Disruption of the Uty epigenetic regulator locus in hematopoietic cells phenocopies the profibrotic attributes of Y chromosome loss in heart failure
Keita Horitani, Nicholas W. Chavkin, Yohei Arai, Ying Wang, Hayato Ogawa, Yoshimitsu Yura, Megan A. Evans, Jesse D. Cochran, Mark C. Thel, Ariel H. Polizio, Miho Sano, Emiri Miura‐Yura, Yuka Arai, Heather Doviak, Arthur P. Arnold, Bradley D. Gelfand, Karen K. Hirschi, Soichi Sano, Kenneth Walsh
Abstract
Heart failure affects millions of people worldwide, with men exhibiting a higher incidence than women. Our previous work has shown that mosaic loss of the Y chromosome (LOY) in leukocytes is causally associated with an increased risk for heart failure. Here, we show that LOY macrophages from the failing hearts of humans with dilated cardiomyopathy exhibit widespread changes in gene expression that correlate with cardiac fibroblast activation.

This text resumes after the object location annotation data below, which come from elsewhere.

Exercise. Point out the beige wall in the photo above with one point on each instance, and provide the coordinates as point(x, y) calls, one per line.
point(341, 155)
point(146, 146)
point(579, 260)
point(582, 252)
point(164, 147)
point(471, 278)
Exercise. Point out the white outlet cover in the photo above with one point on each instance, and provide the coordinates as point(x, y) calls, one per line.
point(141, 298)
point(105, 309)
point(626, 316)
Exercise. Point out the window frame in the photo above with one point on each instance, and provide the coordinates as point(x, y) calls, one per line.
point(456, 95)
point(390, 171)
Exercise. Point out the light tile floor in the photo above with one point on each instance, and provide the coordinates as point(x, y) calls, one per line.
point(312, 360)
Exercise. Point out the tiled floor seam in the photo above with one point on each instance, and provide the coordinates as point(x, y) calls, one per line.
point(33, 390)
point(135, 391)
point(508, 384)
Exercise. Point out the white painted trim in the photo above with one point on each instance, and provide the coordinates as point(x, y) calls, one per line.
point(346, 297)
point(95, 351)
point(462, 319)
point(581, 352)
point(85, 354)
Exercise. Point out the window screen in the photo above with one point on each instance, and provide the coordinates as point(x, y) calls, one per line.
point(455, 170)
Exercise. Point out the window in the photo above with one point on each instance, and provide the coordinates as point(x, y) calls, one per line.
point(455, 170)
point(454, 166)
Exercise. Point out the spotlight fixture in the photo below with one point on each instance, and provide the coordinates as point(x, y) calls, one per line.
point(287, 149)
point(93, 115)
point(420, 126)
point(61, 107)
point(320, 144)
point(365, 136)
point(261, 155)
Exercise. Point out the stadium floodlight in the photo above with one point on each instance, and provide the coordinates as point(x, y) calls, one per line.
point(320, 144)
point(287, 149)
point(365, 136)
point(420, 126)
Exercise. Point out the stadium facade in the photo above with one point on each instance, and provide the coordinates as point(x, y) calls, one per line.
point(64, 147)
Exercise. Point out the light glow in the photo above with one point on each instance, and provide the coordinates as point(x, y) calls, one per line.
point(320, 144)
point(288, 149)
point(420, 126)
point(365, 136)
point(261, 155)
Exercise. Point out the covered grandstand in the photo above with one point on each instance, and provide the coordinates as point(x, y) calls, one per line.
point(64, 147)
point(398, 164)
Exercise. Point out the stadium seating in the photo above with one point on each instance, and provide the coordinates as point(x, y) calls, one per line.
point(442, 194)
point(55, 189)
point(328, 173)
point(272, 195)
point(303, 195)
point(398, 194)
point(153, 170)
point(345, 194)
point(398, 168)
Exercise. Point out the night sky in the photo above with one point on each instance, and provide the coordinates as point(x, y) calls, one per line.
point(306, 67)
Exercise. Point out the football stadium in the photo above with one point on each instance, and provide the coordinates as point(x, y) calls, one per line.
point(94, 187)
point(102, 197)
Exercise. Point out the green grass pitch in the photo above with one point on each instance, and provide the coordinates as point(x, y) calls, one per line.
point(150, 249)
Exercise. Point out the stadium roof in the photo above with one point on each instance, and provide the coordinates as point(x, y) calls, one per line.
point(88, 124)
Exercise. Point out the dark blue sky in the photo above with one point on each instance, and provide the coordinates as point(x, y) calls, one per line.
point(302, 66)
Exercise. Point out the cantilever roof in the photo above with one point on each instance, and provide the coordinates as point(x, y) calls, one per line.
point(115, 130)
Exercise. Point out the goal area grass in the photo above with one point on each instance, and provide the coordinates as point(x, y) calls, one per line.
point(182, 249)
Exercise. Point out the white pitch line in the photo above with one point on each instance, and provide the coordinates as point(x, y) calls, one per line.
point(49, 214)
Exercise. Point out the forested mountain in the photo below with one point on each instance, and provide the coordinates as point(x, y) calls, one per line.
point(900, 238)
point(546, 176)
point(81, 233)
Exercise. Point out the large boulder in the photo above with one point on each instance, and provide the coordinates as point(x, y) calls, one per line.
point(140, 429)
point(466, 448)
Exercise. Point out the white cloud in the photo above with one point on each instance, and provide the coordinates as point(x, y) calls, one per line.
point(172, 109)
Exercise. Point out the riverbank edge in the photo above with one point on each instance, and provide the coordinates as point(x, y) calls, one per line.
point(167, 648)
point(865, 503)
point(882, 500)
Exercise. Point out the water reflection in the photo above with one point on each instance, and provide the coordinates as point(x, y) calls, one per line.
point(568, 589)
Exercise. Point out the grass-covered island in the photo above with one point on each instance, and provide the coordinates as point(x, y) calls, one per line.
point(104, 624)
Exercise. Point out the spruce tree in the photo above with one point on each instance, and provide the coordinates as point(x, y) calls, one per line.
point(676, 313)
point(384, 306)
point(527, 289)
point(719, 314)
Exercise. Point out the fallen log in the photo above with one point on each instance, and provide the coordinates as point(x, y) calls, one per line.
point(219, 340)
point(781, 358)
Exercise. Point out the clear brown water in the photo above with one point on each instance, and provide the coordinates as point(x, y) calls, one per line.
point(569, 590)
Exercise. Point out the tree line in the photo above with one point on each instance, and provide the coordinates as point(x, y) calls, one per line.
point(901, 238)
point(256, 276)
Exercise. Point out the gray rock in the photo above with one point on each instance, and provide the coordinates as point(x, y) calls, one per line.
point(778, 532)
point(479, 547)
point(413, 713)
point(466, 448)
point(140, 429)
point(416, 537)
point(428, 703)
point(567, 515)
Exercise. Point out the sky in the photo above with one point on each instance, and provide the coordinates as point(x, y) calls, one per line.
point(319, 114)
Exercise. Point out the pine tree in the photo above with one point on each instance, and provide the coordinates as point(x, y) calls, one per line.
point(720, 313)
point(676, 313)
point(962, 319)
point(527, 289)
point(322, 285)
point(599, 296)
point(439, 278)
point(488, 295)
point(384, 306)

Moreover, we identify the ubiquitously transcribed tetratricopeptide Y-linked (Uty) gene in leukocytes as a causal locus for an accelerated progression of heart failure in male mice with LOY. We demonstrate that Uty disruption leads to epigenetic alterations in both monocytes and macrophages, increasing the propensity of differentiation into profibrotic macrophages. Treatment with a transforming growth factor-β-neutralizing antibody prevented the cardiac pathology associated with Uty deficiency in leukocytes. These findings shed light on the mechanisms that contribute to the higher incidence of heart failure in men. Horitani, Chavkin et al. report that the loss of the Y chromosome in macrophages from failing human hearts correlates with cardiac fibroblast activation and that the deficiency of a single Y chromosome gene, Uty, triggers an epigenetic rewiring in macrophages toward a profibrotic phenotype and increases cardiac fibrosis and dysfunction that can be prevented by TGFβ-neutralizing antibodies.